Unveiling the Thermoelectric Properties of Group III-Nitride Biphenylene Networks

TL;DR

This study explores the electronic, thermal, and thermoelectric properties of group-III nitride biphenylene networks, revealing InN-BPN's superior thermoelectric performance with high zT values at elevated temperatures.

Contribution

It provides the first detailed analysis of thermoelectric properties of group-III nitride biphenylene networks using first-principles and Green's function methods.

Findings

InN-BPN has the lowest phonon thermal conductance at room temperature.

InN-BPN achieves a high p-type zT of 2.33 at 800 K.
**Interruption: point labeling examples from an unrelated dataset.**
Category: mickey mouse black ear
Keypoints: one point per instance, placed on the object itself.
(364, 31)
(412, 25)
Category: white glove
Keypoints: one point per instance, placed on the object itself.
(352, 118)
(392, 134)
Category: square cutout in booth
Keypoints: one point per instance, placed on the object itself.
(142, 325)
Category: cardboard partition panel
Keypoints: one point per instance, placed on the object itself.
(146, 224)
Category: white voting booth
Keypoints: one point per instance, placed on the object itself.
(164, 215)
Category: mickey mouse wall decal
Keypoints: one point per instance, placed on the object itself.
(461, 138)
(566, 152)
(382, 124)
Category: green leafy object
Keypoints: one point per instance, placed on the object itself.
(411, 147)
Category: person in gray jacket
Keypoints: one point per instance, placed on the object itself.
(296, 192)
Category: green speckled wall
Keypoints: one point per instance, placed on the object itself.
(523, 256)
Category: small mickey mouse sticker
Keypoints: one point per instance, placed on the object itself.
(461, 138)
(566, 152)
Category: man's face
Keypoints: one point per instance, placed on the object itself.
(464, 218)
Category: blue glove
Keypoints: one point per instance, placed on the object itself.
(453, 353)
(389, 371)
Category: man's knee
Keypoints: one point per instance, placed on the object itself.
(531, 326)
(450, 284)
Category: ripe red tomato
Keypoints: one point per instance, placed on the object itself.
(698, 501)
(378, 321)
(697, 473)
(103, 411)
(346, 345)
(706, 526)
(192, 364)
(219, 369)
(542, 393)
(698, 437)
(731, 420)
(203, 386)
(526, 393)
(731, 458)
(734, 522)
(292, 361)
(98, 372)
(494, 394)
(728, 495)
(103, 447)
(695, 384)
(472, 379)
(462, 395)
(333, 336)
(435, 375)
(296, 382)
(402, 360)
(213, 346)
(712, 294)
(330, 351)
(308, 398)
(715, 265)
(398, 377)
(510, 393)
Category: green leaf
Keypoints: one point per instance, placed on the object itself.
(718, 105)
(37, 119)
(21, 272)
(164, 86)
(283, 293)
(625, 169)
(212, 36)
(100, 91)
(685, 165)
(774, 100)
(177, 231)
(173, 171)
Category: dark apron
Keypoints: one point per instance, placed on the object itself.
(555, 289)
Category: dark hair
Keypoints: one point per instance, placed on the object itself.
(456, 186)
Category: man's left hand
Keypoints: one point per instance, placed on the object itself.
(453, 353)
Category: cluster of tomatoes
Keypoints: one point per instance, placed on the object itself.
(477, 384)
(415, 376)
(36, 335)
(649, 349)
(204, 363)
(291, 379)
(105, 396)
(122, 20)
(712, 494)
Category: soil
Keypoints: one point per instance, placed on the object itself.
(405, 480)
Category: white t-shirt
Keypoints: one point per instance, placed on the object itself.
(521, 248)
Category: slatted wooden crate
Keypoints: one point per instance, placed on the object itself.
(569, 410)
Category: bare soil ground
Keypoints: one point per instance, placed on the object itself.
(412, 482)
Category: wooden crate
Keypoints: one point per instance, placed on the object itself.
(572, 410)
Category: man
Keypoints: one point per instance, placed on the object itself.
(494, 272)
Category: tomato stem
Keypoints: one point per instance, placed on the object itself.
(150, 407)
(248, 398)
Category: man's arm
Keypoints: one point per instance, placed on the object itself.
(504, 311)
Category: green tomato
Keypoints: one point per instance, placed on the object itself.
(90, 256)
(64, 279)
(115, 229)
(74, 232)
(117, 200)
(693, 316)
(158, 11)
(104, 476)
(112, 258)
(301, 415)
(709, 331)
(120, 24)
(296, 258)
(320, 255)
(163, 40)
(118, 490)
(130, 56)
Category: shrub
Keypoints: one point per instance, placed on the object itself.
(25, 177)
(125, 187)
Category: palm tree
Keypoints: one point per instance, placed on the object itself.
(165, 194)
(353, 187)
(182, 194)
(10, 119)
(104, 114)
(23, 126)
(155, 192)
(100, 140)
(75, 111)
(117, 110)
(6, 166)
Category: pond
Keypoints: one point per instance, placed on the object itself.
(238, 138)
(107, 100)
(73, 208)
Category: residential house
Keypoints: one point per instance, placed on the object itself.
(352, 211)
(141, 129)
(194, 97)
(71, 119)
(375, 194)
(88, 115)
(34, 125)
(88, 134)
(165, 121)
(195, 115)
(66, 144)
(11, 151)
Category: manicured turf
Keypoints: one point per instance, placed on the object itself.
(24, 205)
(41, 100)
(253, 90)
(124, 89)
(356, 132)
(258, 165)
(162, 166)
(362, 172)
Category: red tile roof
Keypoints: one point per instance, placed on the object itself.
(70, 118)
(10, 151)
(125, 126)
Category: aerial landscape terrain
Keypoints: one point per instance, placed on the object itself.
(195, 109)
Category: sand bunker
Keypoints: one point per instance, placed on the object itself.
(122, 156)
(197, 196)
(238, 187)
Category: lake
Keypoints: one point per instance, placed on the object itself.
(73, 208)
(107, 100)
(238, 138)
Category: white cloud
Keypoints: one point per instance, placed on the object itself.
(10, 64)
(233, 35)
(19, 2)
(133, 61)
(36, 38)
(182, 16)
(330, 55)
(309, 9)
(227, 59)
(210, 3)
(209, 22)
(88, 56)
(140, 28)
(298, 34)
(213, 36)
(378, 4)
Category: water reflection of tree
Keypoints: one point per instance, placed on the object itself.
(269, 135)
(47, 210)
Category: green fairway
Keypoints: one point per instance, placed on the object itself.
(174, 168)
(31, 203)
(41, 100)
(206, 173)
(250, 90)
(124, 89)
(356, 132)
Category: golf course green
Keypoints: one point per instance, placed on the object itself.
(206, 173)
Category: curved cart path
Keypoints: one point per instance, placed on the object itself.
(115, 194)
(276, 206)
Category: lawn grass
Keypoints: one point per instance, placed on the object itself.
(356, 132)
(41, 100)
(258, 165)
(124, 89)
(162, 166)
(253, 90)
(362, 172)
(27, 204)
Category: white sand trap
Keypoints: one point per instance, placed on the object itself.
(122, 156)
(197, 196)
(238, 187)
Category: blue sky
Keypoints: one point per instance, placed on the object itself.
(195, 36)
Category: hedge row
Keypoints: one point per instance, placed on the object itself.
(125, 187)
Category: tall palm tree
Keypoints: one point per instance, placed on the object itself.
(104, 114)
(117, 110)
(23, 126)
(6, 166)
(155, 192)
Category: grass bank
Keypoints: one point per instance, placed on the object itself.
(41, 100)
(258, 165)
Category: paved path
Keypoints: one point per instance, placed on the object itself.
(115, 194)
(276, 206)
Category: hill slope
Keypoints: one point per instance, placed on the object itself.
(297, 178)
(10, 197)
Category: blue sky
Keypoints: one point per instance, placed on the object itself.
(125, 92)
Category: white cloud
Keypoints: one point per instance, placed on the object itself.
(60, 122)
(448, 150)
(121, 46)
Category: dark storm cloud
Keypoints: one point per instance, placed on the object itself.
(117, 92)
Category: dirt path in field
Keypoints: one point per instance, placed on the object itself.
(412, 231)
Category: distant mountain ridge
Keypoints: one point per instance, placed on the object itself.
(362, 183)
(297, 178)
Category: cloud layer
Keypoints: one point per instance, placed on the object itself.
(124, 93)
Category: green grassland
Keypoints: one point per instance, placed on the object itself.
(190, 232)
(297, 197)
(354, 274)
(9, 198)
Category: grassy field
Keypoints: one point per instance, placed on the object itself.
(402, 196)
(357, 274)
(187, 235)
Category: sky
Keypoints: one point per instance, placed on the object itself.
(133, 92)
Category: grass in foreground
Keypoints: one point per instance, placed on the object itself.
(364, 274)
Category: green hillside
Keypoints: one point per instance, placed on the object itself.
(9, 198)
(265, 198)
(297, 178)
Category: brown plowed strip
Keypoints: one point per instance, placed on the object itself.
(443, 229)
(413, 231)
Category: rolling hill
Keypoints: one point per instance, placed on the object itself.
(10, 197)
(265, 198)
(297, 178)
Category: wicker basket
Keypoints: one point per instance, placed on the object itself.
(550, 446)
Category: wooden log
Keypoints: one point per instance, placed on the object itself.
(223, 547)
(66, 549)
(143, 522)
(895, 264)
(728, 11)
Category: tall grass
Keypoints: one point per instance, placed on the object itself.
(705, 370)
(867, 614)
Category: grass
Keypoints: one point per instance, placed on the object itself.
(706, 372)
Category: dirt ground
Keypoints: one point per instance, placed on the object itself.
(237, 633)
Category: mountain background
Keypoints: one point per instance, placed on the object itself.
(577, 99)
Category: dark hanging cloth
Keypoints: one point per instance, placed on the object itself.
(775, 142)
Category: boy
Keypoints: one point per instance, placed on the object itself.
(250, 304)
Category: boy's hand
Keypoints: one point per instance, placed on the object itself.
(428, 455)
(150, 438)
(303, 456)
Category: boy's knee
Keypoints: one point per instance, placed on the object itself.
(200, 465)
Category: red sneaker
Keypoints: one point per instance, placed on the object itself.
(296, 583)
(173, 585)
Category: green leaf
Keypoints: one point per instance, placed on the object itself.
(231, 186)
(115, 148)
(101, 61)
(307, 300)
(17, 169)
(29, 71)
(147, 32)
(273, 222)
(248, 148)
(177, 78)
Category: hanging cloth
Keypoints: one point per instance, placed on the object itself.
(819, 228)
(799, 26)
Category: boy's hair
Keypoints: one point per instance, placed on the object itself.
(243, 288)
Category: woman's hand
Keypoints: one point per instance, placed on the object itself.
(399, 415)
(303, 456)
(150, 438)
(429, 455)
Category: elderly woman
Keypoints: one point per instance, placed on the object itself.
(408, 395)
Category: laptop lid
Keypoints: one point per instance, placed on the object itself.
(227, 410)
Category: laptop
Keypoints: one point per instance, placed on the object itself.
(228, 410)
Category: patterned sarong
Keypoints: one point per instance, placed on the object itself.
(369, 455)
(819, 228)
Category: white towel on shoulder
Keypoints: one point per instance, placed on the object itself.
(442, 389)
The valence band structure enhances p-type thermoelectric efficiency.

Abstract

After the synthesis of the carbon biphenylene network (C-BPN), research has increasingly focused on adapting elements from other groups of the periodic table to this lattice structure. In this study, the direction-dependent electronic, thermal, and thermoelectric (TE) properties of semiconducting group-III (group-III = B, Al, Ga, In) nitride biphenylene networks are investigated using the non-equilibrium Green's function formalism in combination with first-principles calculations. Phonon spectra and force field molecular dynamics (MD) simulations were used to asses the dynamically and thermally stable structures. At room temperature, the lowest phonon thermal conductance values are obtained for InN-BPN, with $\kappa_{\mathrm{ph}}$ = 0.12 nW/K/nm and $\kappa_{\mathrm{ph}}$ = 0.21 nW/K/nm along the armchair and zigzag directions, respectively. The nearly dispersionless valence-band region between the $\Gamma$--$X$ symmetry points causes a sharp increase in the $p$-type electronic transmission, which significantly enhances the $p$-type thermoelectric figure of merit, $zT$. Among the investigated group-III nitride BPNs, InN-BPN exhibits the best performance, with a $p$-type $zT$ value of 2.33 in the zigzag direction at 800 K.